A report on employee cybersecurity practices found that most workers took cybersecurity shortcuts despite knowing the risks involved.
ThycoticCentrify, a cloud identity security solutions provider, commissioned a report that polled 8,041 knowledge workers in 15 countries across different parts of the world during the remote working period.
The report also found that small and medium-sized businesses (SMBs) sacrificed cybersecurity for productivity.
The authors identified a disconnect between the employees’ understanding of various cybersecurity risks and their behaviors while executing their daily tasks.
Workers take cybersecurity shortcuts because they feel they were not important
More than three-quarters (79%) of employees took cybersecurity shortcuts during the remote working period despite being aware of the security risks involved.
The report found that a third (33%) of employees saved their passwords on browsers in the last year, a similar number (32%) connected to public Wi-Fi, and nearly a quarter (23%) recycled passwords across multiple sites.
Similarly, nearly a quarter (23%) used personal devices on the corporate network, 18% used a password for personal use in a work context, 13% visited unauthorized websites, and a similar number shared credentials with colleagues.
These employees engaged in risky behaviors despite having the awareness that individual actions like clicking on links from unknown sources or sharing credentials exposed their organizations to cybersecurity risks.
According to the report, these employees behaved so because they felt that they were not “important enough” to worry about cybersecurity or be targeted.
While most workers acknowledged the cybersecurity risk facing their organizations, only 16% perceived it as a “very high risk.” About a third (32%) of employees perceived cybersecurity as a “high risk,” and nearly half (45%) viewed it as “little” or “no security risk” at all.
The report found that cybersecurity training was having some effect.
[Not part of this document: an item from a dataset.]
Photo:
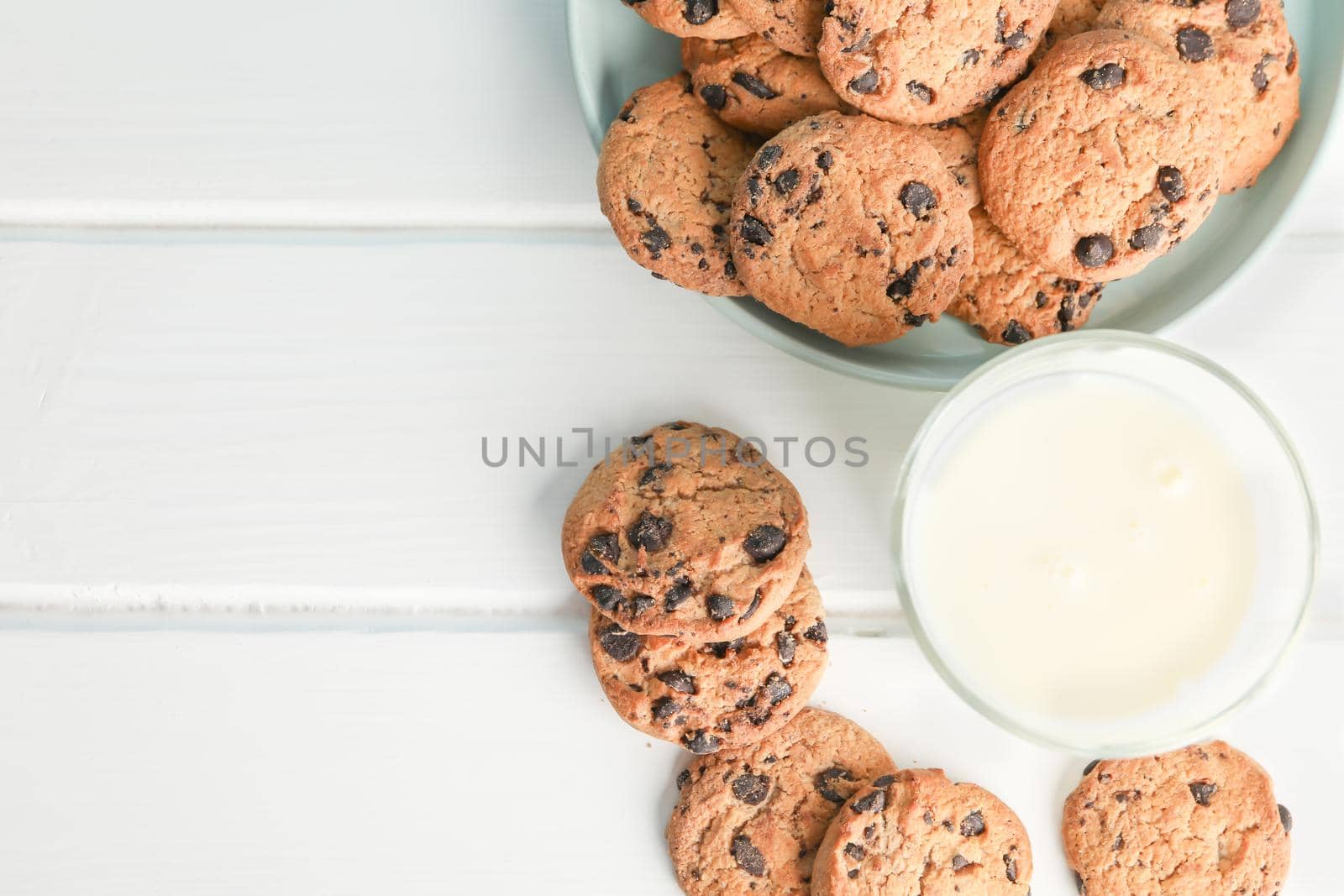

More than half (55%) of workers who received cybersecurity training viewed cybersecurity as high risk, compared to 43% of those who didn’t receive training.
Unfortunately, most organizations lagged in employee cybersecurity training, with just 44% of surveyed employees receiving the training. Consequently, most employees surveyed were left to handle cyber threats alone while working from home.
Additionally, there were huge discrepancies in training among countries. For example, almost two-thirds (64%) of Indian employees had received cybersecurity training, while in France, the number was just less than a third (30%).
Most employees believe cybersecurity is the responsibility of IT departments
Although most (86%) employees accepted personal responsibility for not exposing their organizations, more than half (51%) said it was their IT departments’ sole responsibility to protect them.
Employees also took cybersecurity shortcuts because they believed that the IT teams were protecting them or would take care of any mishap. The researchers blamed the misconception on poor communication between the IT departments and the employees.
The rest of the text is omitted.